Manufacturers used cypress wood for fence posts, coffins, docks, poles, railroad ties and boxes. Because of its water-resistance, builders used it for exterior siding. According to St. Louis architect Jack Luer, "In the early twentieth century, cypress also became popular for interior trim."

The Great Depression of the 1930s did not stop land clearing in the Bootheel. At least one Mississippi County cotton farmer, Thad Snow, had to cut more trees as he struggled to hold onto his land. His daughter, Fannie Delaney, recalled in an interview that he had to cut and sell a lot of cypress during hard times. "It really hurt him to do it. But he needed to pay bills. He was just trying to make it."

In the 1950s, Snow retired to the Rose Cliff Hotel in Van Buren, where he worked on a book about his life in "Swampeast Missouri." His book, From Missouri, vividly described environmental and social changes in the Bootheel in the first half of the twentieth century.

One of Snow's closest friends, George Burrows, of Van Buren, reflected that Snow had many second thoughts about those changes. "He wished that land had never been cleared," Burrows said.

A short stretch of county road in Mississippi County offers a hint of what the Bootheel was like before the turn of the century. Along route AB, on the south side of Big Lake, cypress trees tower above thick forest growth. Occasional breaks in the foliage afford glimpses of still water, mottled by shadows and brimming with life.

Remnants of the old wilderness swamps and bayous survive in protected areas like Big Oak Tree State Park near East Prairie and Mingo National Wildlife Refuge near Puxico. But there is little virgin cypress left in Missouri. Some trees, planted after the great lumber boom, have reached the size of old growth. But nearly all the land in the Bootheel was logged at one time.

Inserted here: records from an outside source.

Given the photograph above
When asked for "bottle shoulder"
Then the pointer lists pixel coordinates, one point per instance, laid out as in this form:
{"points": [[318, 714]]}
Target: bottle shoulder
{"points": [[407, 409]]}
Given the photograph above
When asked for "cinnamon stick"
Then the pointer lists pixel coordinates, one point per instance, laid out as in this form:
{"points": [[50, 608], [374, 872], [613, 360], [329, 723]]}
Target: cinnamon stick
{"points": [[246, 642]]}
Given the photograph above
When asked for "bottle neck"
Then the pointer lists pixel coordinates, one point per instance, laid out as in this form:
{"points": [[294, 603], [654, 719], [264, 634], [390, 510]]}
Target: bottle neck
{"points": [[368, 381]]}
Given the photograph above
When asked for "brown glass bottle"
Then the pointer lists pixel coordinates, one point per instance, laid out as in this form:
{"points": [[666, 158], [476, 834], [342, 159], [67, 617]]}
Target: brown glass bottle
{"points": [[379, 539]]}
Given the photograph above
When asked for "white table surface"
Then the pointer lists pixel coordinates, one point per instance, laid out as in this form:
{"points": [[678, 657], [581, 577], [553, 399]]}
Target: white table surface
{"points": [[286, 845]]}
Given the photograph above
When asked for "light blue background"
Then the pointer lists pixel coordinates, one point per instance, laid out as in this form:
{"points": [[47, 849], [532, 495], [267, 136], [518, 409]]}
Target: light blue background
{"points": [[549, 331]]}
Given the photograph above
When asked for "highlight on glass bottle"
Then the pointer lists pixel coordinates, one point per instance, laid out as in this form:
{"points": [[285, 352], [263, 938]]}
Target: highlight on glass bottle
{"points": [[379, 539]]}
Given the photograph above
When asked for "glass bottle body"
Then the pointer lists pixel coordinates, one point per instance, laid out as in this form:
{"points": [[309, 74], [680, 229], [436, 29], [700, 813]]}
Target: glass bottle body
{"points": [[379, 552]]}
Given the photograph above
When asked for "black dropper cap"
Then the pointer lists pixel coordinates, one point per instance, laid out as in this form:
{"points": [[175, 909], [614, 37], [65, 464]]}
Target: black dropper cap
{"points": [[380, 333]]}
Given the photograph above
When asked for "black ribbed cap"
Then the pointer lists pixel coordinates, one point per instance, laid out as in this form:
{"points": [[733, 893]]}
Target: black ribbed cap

Houck, who tirelessly promoted economic development in the Bootheel, expressed some regret later in his life, when he published his History of Missouri (1908). For readers who would never see the land in this pristine condition, he wrote, "Missouri is a land of beauty now, but in a state of nature, before touched, and too often defaced, by the work of man, Missouri was a terrestrial paradise (Vol. 1, p. 31)."

In that paradise, cypress trees were abundant.

Cypress trees now grow in fencerows and along the edges of sloughs and drainage ditches. People plant them as ornamentals in their yards. But the time when Louis Houck could rest "on a hillside on the left of where Dexter now stands, looking over a vast forest of timber on all sides, greatly impressed" is past.